Une chose à laquelle il faut bien s'habituer, quand on vit loin de chez soi, c'est de voir partir ses Amis, ceux qui sont comme nous, des pigeons voyageurs, des oiseaux migrateurs. Rien ne peut les arrêter, ils ont déjà pris un billet aller pour venir ici et tenter l'aventure. Alors vous pensez bien qu'un autre départ ne les effraie pas. Certains partent pour de nouveaux horizons, d'autres rentrent au pays. C'est comme ça, ce sont les amitiés expatriées.

Peu importe leur lieu de naissance, on les a connus sur un autre territoire, à l'âge adulte, loin des bancs de l'école ou de la fac. La nationalité inscrite sur leur passeport est un simple détail et on finit par l'oublier. On a chacun sa famille, son passé, sa région et son pays, son milieu, sa culture, sa religion, ses études et sa langue, et on s'en balance. C'est ça qui est bon. Comme par magie, tous ces paramètres qui en général rassemblent ou divisent les êtres ici ne comptent pas.
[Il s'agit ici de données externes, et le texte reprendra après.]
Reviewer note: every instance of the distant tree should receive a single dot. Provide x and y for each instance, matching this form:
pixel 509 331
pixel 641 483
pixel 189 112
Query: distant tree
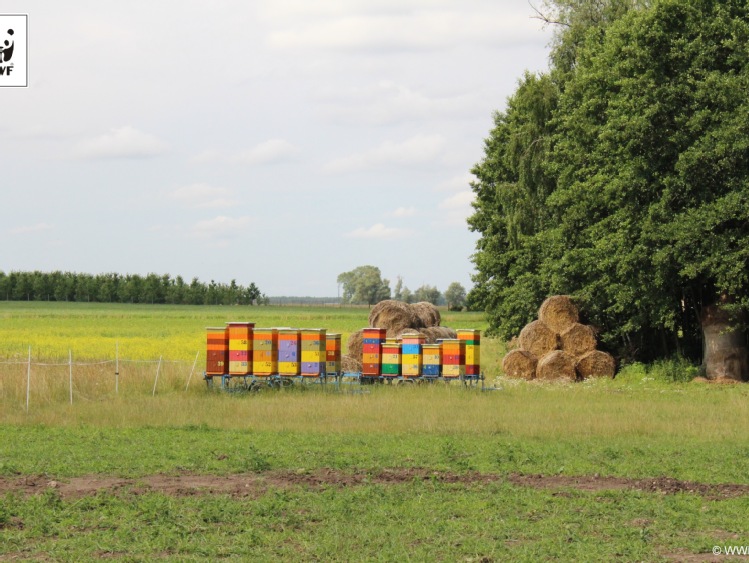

On s'aime juste pour ce que l'on est, maintenant, c'est l'amitié choisie et pas circonstancielle, pas celle que l'on a maintenue par ce qu'il fallait, parce que cela faisait 10 ans que l'on se connaissait ou qu'on était ensemble à l'école primaire. Non, ce qui nous rassemble, ce ne sont pas les souvenirs, mais bien le présent. Ce présent que l'on a choisi, cette ville, ce pays, où l'on ne vient pas pour faire fortune mais pour vivre autrement. Et si l'on s'est rencontré à Buenos Aires, et pas à Genève ou à Manhattan, ce n'est pas un hasard: on a forcément un petit grain de folie en commun.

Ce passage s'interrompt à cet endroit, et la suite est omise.